Study Puts Medicare`s Three-Day Inpatient Hospital Stay in Focus
Aug. 06--Medicine has changed a lot since the 1960s, but Medicare still has in place a policy created in 1965 that requires that patients spend three days as an inpatient before they can be moved to a skilled nursing facility.
"The concern is that the policy may be unnecessarily extending the length of hospital stays. We know that every day in a hospital carries some risk, whether it's for an infection, blood clots or some other risk," said health policy researcher Amal N. Trivedi, whose study appears this week in the journal Health Affairs.
Reshaping the mandate could shorten a lot of those hospital stays, avoid medical complications and curb costs, said Dr. Trivedi, a Brown University professor who worked with several colleagues on the two-year study.
His research found the hospital stays were around 10 percent shorter for people on a handful of privately administered Medicare Advantage plans that eliminated the three-day mandate.
Because his comparison involved only 28 Medicare Advantage plans and about 258,000 enrollees, it isn't clear how the findings might translate to traditional Medicare policies that cover about 70 percent of program participants nationwide, Dr. Trivedi said.
Still, he and other industry observers said the analysis should encourage Medicare to take a fresh look at the hospitalization standard.
Program officials did not immediately discuss the study.
"You don't have to sit around the hospital waiting for lab tests. You don't have to sit around the hospital waiting for incisions to heal. We now have technology that is minimally invasive," said Howard Degenholtz, an associate professor in health policy at the University of Pittsburgh.
He said Dr.
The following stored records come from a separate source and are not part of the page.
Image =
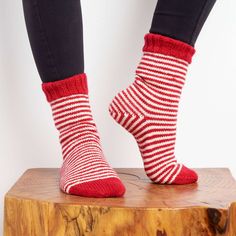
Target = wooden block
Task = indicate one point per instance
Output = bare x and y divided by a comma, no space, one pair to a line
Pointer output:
35,206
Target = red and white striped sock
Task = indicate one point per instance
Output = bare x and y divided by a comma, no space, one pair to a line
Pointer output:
85,171
148,107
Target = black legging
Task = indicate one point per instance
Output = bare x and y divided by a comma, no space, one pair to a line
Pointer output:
55,31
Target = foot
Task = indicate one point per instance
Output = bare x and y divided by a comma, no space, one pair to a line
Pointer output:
148,108
85,171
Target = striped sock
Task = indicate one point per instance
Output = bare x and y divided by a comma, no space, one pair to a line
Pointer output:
85,171
148,107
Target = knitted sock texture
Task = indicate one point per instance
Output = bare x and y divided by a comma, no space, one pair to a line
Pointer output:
148,107
85,171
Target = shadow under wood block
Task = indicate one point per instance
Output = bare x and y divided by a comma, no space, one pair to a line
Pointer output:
35,205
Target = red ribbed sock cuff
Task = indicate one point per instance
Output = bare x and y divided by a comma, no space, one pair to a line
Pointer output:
68,86
165,45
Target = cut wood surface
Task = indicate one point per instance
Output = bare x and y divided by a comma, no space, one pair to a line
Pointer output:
35,206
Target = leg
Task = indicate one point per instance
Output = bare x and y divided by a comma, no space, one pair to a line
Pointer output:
180,19
55,33
148,108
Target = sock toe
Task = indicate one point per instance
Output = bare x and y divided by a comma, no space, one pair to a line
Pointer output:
186,176
110,187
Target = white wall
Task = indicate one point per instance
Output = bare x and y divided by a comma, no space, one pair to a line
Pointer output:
113,35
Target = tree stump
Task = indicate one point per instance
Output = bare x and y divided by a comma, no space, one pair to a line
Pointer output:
35,206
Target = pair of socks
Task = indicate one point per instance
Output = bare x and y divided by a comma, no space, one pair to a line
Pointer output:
147,109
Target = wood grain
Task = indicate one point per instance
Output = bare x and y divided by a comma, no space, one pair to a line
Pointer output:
35,206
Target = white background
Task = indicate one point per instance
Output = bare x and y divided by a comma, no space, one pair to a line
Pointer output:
113,38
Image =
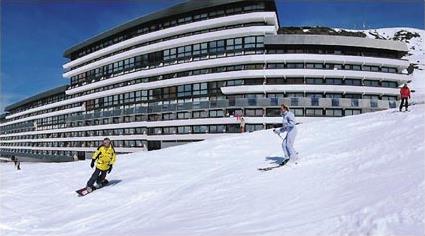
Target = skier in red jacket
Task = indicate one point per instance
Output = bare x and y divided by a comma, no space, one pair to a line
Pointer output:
405,95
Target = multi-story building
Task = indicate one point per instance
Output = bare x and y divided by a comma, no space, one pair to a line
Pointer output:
186,73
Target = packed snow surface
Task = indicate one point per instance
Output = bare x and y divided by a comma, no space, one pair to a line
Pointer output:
360,175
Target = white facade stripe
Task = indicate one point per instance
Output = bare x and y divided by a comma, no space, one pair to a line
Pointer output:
308,88
54,113
211,36
267,17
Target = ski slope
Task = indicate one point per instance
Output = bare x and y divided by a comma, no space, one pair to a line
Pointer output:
361,175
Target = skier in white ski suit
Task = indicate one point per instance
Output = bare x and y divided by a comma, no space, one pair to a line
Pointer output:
288,125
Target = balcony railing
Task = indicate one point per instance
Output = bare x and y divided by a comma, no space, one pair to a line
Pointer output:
293,102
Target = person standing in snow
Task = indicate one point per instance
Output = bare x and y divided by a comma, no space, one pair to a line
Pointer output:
104,157
404,95
288,126
242,125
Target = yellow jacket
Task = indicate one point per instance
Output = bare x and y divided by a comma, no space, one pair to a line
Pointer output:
104,157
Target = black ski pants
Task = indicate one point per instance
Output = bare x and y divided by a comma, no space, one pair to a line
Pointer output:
98,176
404,103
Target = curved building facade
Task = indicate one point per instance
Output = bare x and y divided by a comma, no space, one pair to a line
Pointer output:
189,72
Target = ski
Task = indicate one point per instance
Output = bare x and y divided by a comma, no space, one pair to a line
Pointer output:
84,191
274,167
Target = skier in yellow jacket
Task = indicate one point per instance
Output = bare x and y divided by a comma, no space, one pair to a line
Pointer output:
104,157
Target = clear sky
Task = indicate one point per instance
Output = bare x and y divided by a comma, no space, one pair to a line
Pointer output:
34,33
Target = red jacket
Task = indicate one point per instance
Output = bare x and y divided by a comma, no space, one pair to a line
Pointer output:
405,92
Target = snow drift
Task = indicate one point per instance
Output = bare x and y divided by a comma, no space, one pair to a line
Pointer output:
361,175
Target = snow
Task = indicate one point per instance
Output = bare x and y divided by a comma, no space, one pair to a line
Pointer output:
360,175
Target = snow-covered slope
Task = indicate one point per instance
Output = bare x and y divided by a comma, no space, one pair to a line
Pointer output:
361,175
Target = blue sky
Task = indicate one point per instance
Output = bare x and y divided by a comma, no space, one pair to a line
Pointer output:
34,33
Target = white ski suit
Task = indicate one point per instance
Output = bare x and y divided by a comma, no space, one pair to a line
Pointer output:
288,125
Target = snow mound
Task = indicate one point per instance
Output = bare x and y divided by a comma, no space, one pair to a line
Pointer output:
360,175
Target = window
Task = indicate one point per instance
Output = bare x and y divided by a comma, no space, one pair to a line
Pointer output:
217,129
371,83
184,90
313,81
183,115
334,81
313,112
294,65
254,112
254,127
183,129
352,82
333,112
216,113
350,112
197,129
389,84
200,89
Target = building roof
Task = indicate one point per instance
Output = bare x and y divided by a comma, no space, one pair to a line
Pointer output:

Trivedi's review follows a 40-year national trend toward shorter hospital stays encouraged by better antibiotics, rehabilitation and diagnostic techniques.
Keeping inpatient visits brief can be especially important for the elderly, who are prone to dangerous losses of muscle mass when they stop moving, Mr. Degenholtz said.
Medicare covers more than 55 million elderly and people with disabilities.
Average hospital stays could top two weeks when the Medicare policy took effect in 1965.
At that point, Medicare supporters viewed the three-day hospitalization mandate as protection, a buffer to make sure patients would not be discharged into nursing homes before doctors had finished key medical evaluations.
Now Medicare beneficiaries' average hospital stays are about five days, and "it would be reasonable for a hospital to make a determination on skilled nursing care in less than three days," Dr. Trivedi said.
At McCandless, PA-based Vincentian Collaborative System, a Catholic nonprofit that cares for more than 500 senior citizens, president Raymond E. Washburn didn't cast any blame for the three-day rule.
"We're just in a different world," said Mr. Washburn, who urged a thorough review of the regulations. He said hospitalization still makes sense to stabilize some ailing patients before they arrive in a group home.
Yet "in a lot of cases, they probably didn't need the acute-care stay at all and could have just come into the nursing home," Mr. Washburn said.
He estimated an overnight hospital stay can cost thousands of dollars, while the same night in a nursing facility can run several hundred dollars. Dr. Trivedi said he didn't know how much hospitals and the government might save by amending the hospitalization mandate. Shorter stays cited in his study saved around $1,500 on average.
At the Pennsylvania Health Care Association, which represents nursing and assisted-living homes, President W. Russell McDaid said relaxing the rule could give patients easier access to their Medicare benefits.
"We are hopeful this is the beginning of a dialogue and more study," Mr. McDaid said.